Though this proposition did not pass the senate, the peoples tribunes were as furious as the rest of the plebeians and organized a trial against Coriolanus. Though Marcius did not recognize the power of the peoples tribunes to try him, he was nevertheless forced to go in exile.
Plotting against Rome
Attius Tullius, an important member of the Volsci. Together they started plotting a war against Rome. The problem was the Volsci were not ready for war and they wanted not to be blamed for breaking the treaty with Rome.

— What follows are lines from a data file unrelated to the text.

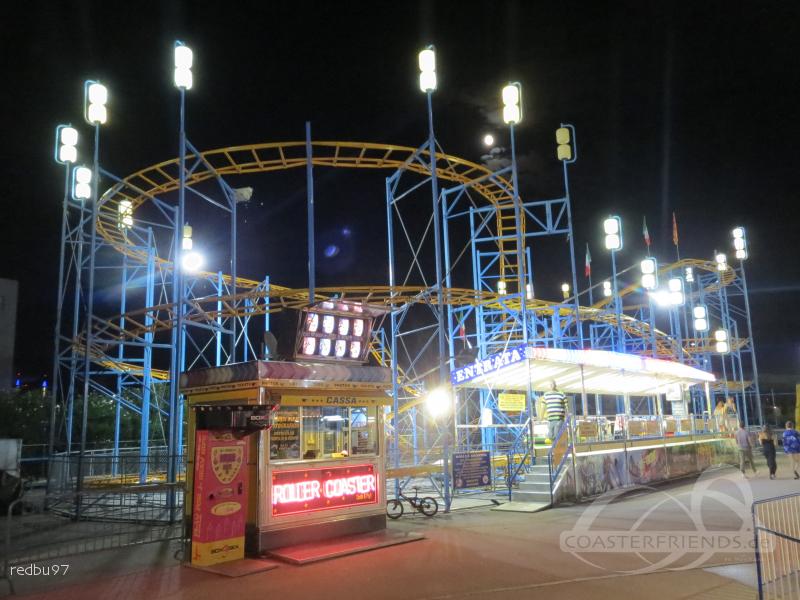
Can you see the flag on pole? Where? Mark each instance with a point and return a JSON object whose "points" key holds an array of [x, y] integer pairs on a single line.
{"points": [[587, 270], [674, 230]]}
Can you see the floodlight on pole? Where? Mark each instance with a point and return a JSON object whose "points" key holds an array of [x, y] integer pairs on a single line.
{"points": [[66, 150], [125, 214], [740, 243], [700, 314], [649, 267], [612, 227], [95, 100], [183, 66], [427, 69], [512, 103], [721, 339], [438, 402], [81, 183]]}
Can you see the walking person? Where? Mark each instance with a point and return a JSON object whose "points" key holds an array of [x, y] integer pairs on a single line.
{"points": [[745, 448], [791, 445], [555, 403], [767, 440]]}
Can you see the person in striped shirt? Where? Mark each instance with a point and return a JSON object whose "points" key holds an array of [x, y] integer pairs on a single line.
{"points": [[556, 409]]}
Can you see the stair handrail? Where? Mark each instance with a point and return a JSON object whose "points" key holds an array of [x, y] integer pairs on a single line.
{"points": [[554, 473]]}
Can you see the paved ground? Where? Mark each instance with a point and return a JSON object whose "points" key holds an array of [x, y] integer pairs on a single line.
{"points": [[477, 553]]}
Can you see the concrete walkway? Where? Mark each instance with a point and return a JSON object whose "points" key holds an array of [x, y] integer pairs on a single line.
{"points": [[474, 553]]}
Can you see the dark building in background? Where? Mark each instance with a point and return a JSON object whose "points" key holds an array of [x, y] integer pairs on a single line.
{"points": [[8, 328]]}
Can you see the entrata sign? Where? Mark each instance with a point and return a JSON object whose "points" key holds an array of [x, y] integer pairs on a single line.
{"points": [[325, 488]]}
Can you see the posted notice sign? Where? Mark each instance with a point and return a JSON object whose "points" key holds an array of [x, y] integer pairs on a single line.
{"points": [[511, 402], [472, 470]]}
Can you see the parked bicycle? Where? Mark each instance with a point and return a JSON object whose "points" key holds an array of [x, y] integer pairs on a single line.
{"points": [[426, 505]]}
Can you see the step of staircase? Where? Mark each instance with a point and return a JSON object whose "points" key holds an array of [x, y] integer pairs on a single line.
{"points": [[525, 496]]}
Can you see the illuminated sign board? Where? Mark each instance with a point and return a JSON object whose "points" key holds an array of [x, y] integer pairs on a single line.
{"points": [[325, 488], [336, 330], [589, 358]]}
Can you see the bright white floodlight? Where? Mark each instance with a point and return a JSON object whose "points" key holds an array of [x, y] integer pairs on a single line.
{"points": [[95, 99], [427, 69], [183, 66], [649, 273], [192, 261], [512, 103], [125, 216], [740, 243], [721, 338], [81, 183], [700, 314], [612, 227], [438, 402], [66, 144]]}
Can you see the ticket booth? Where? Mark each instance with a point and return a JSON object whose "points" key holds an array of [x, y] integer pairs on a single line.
{"points": [[287, 452]]}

Then, in Rome the great games were held. These games were also visited by non Romans and thus also by quite some Volscians. Now Attius Tullius went to the Roman senate and warned the senate secretly, he had heard the Volscian in Rome were planning to make trouble. The Senate believed him and ordered the Volcians to leave the city. This stirred up enough anger to start a war against Rome.
Mother saves the day
Marcius Coriolanus and Attius Tullius were appointed commanding generals. Marcius' army conquered city after city while approaching Rome. The Romans feared this powerful army and tried for peace. But Marcius' was to bitter to be mollified. As a last resort the Romans sent his mother, who still live in Rome, to him, who convinced him to make peace.
This tale, what it probably is, emphasizes the role of the Roman women as well as the struggle of the orders.